Three years after the invasion of Iraq, the Sacramento Region is increasingly
pessimistic about the U.S. future there and divided on the idea of a timetable
for troop withdrawal, according to a survey by researchers at Sacramento State.
Just 26 percent of the region’s residents believe things will be better
in Iraq next year, down from 36 percent last year. The negative mood was heightened
by the bombing of an important Shiite shrine on Feb. 22, after which only 21
percent predicted things would be better.
Predictions about the future in Iraq are heavily driven by political affiliation,
according to the survey. Among Republicans, 53 percent say the next year will
be better in Iraq, while 7 percent of Democrats say it will be better.
The findings are from the “2006 Sacramento State Annual Survey of the
Region,” conducted Feb. 4 to March 5 by Sociology professor Amy Liu and
more than 30 students. It covers El Dorado, Placer, Sacramento and Yolo counties.

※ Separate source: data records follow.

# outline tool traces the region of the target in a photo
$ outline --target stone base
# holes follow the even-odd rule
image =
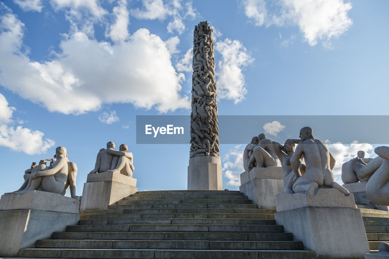
[[[39,191],[2,195],[0,256],[16,256],[19,249],[33,247],[38,239],[77,224],[79,204],[75,199]]]
[[[354,195],[354,200],[355,202],[363,203],[372,207],[374,207],[377,210],[381,210],[389,211],[388,206],[384,206],[382,205],[376,204],[370,200],[366,194],[366,185],[367,182],[358,182],[352,184],[343,184],[342,186],[349,190],[350,193]]]
[[[282,167],[254,167],[240,174],[239,191],[259,208],[275,209],[274,196],[284,189],[283,179]]]
[[[345,196],[332,188],[321,189],[315,196],[305,193],[276,195],[277,225],[303,242],[316,257],[364,258],[370,252],[361,212],[352,194]]]
[[[220,158],[197,156],[189,159],[188,190],[223,190]]]
[[[117,201],[138,191],[137,179],[118,172],[88,174],[84,184],[80,210],[108,208]]]

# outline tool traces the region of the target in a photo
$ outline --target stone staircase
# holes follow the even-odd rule
[[[378,253],[381,242],[389,242],[389,212],[357,203],[361,210],[370,253]]]
[[[80,211],[78,225],[38,240],[35,248],[21,249],[19,256],[315,258],[275,225],[275,210],[251,203],[238,191],[138,192],[108,209]]]

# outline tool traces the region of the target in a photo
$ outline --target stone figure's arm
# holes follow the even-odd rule
[[[52,175],[58,173],[59,171],[63,167],[65,163],[67,164],[67,162],[64,159],[61,159],[59,163],[57,163],[55,166],[53,166],[53,168],[43,171],[40,171],[34,173],[33,175],[31,175],[31,179],[34,179],[38,177],[42,177],[44,176],[48,176]]]
[[[89,173],[95,173],[98,171],[98,168],[100,167],[100,163],[101,163],[101,155],[100,151],[97,153],[97,157],[96,158],[96,163],[95,164],[95,169],[91,171]]]
[[[286,142],[288,140],[290,140],[291,141],[293,141],[294,142],[295,144],[298,144],[300,142],[301,142],[301,139],[291,139],[290,138],[288,138],[287,140],[286,140],[285,141],[285,142]]]
[[[297,145],[294,150],[294,152],[291,158],[291,166],[293,169],[293,172],[296,177],[299,177],[301,176],[301,172],[300,172],[300,168],[299,165],[300,159],[303,155],[303,148],[302,147]]]
[[[336,161],[335,160],[335,159],[334,158],[333,156],[332,155],[331,152],[329,152],[329,169],[331,170],[332,170],[332,168],[335,166],[335,162]]]
[[[278,142],[273,141],[272,142],[272,145],[273,146],[273,149],[274,150],[276,155],[278,159],[280,160],[284,158],[282,157],[282,152],[281,150],[284,150],[284,147]]]

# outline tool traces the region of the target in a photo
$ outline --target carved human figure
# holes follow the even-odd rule
[[[273,141],[272,144],[274,152],[281,162],[281,166],[282,167],[282,171],[284,172],[284,189],[282,192],[293,192],[292,187],[294,173],[291,165],[290,161],[294,152],[294,142],[291,140],[286,140],[282,146],[278,142]],[[302,159],[300,159],[299,161],[299,167],[301,174],[303,175],[305,172],[306,168],[305,165],[301,163],[302,160]]]
[[[319,186],[335,188],[345,195],[349,191],[334,181],[331,171],[335,165],[334,159],[325,144],[313,136],[313,131],[309,127],[300,130],[300,140],[288,140],[298,144],[290,159],[291,165],[296,178],[294,180],[292,190],[294,192],[305,192],[313,196]],[[305,173],[302,175],[300,160],[303,156],[306,166]]]
[[[112,159],[111,170],[114,172],[119,172],[122,175],[132,177],[132,173],[135,170],[133,164],[133,158],[132,153],[128,152],[128,148],[125,144],[119,147],[119,151],[110,149],[107,152],[114,156]]]
[[[254,147],[252,154],[249,161],[247,169],[251,170],[254,167],[268,167],[277,166],[280,164],[280,161],[273,149],[272,141],[266,138],[266,135],[261,133],[258,135],[259,142],[258,145]]]
[[[358,172],[354,170],[354,163],[356,163],[363,166],[365,166],[373,159],[372,158],[365,158],[364,155],[364,152],[360,150],[357,153],[357,157],[347,161],[342,165],[342,180],[343,183],[352,184],[358,181],[366,182],[368,180],[369,177],[362,178],[359,175]]]
[[[252,155],[253,149],[259,144],[259,141],[258,140],[258,137],[256,136],[252,137],[251,138],[251,142],[245,148],[244,151],[243,151],[243,167],[245,170],[247,171],[248,168],[249,161]],[[255,165],[254,164],[254,166]]]
[[[25,180],[30,176],[31,172],[32,172],[32,170],[34,169],[34,168],[37,166],[37,162],[33,162],[32,164],[31,165],[31,167],[29,169],[27,169],[25,171],[25,174],[23,175],[23,177],[24,178]]]
[[[66,149],[63,147],[58,147],[56,149],[57,161],[52,168],[45,167],[44,169],[39,168],[46,166],[44,163],[36,166],[31,174],[25,182],[23,185],[18,191],[9,193],[23,194],[30,191],[39,190],[44,191],[61,193],[65,187],[68,177],[68,163],[66,159],[67,156]],[[41,161],[42,162],[42,161]],[[40,167],[40,166],[41,166]],[[23,187],[25,187],[23,188]]]
[[[115,143],[110,141],[107,144],[107,149],[100,149],[97,153],[95,168],[89,173],[95,173],[106,172],[111,169],[111,165],[114,155],[107,153],[109,150],[114,150]]]

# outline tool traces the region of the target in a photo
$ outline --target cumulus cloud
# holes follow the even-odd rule
[[[356,157],[357,152],[359,150],[365,152],[365,157],[375,157],[373,146],[368,143],[359,143],[354,140],[350,144],[343,144],[340,142],[331,143],[328,140],[325,142],[330,152],[332,154],[336,163],[332,172],[337,179],[340,179],[342,175],[342,166],[343,163]],[[339,180],[340,183],[341,180]]]
[[[106,33],[106,37],[109,36],[116,42],[123,41],[129,35],[128,27],[130,18],[126,0],[119,1],[117,6],[114,7],[113,12],[116,18],[115,23],[110,26],[109,32]]]
[[[285,128],[285,126],[277,121],[265,123],[263,125],[265,134],[272,135],[275,136],[277,136],[277,134],[284,130]]]
[[[43,7],[41,0],[14,0],[14,2],[25,12],[36,11],[40,12]]]
[[[75,32],[53,60],[38,62],[22,52],[24,24],[10,13],[1,19],[0,84],[50,111],[80,114],[113,103],[161,112],[190,107],[166,44],[146,29],[113,45]]]
[[[217,71],[217,94],[220,99],[233,100],[237,103],[247,93],[242,70],[252,63],[250,56],[241,42],[226,38],[216,44],[215,49],[221,55]]]
[[[4,95],[0,94],[0,146],[9,147],[14,151],[23,152],[28,155],[45,153],[55,142],[51,139],[43,139],[44,134],[38,130],[12,124],[12,114],[15,107],[8,106]]]
[[[192,62],[193,56],[193,47],[189,48],[182,58],[178,61],[175,65],[175,68],[177,71],[183,72],[191,72],[193,71],[192,68]]]
[[[240,174],[244,171],[243,168],[243,149],[241,145],[236,146],[228,150],[223,158],[224,176],[229,179],[227,185],[239,186]]]
[[[109,113],[104,112],[98,118],[100,121],[107,124],[112,124],[119,121],[119,117],[116,116],[116,110],[113,110]]]
[[[246,0],[243,3],[246,16],[256,26],[297,25],[311,46],[320,40],[329,47],[331,38],[342,35],[352,24],[347,14],[351,4],[343,0],[277,0],[275,3]],[[270,5],[271,13],[266,7]]]

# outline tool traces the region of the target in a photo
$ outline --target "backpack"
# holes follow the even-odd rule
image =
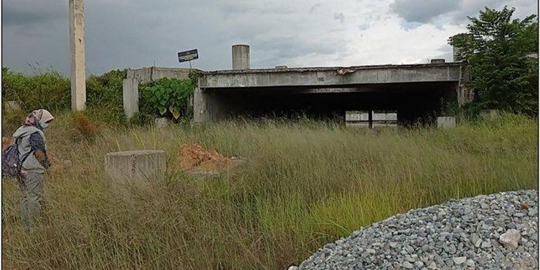
[[[26,154],[22,159],[19,156],[19,143],[21,138],[18,138],[15,143],[12,143],[2,151],[2,177],[17,177],[21,175],[22,164],[30,153]]]

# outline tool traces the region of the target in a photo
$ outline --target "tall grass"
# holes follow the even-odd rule
[[[231,122],[103,128],[91,141],[69,115],[46,134],[47,221],[25,231],[19,192],[4,181],[8,269],[260,269],[298,264],[329,242],[409,209],[502,190],[537,189],[535,120],[504,115],[450,130],[347,129]],[[198,143],[246,162],[219,177],[178,169]],[[131,203],[107,188],[109,152],[166,152],[168,177]]]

The survey found division about what the United States should do with its troops
in Iraq. Fifty percent support setting a timetable for removing troops regardless
of whether U.S. goals are achieved, while 43 percent support keeping troops
there as long as it takes to accomplish U.S. goals.
The survey also found the lowest regional support for the war in three years,
with 36 percent saying it was worth going to war in Iraq. That’s down
from 50 percent in 2004 and 38 percent in 2005.
Support for the war varied strongly throughout the region. In El Dorado and
Placer counties, for example, 46 percent of residents say it was worth going
to war in Iraq. In Sacramento County, 33 percent agree with that assessment
and in Yolo County 29 percent agree.
The survey included 1,122 randomly selected adults in the Sacramento Region
who were interviewed in English and Spanish. It has a margin of error of 3 percent.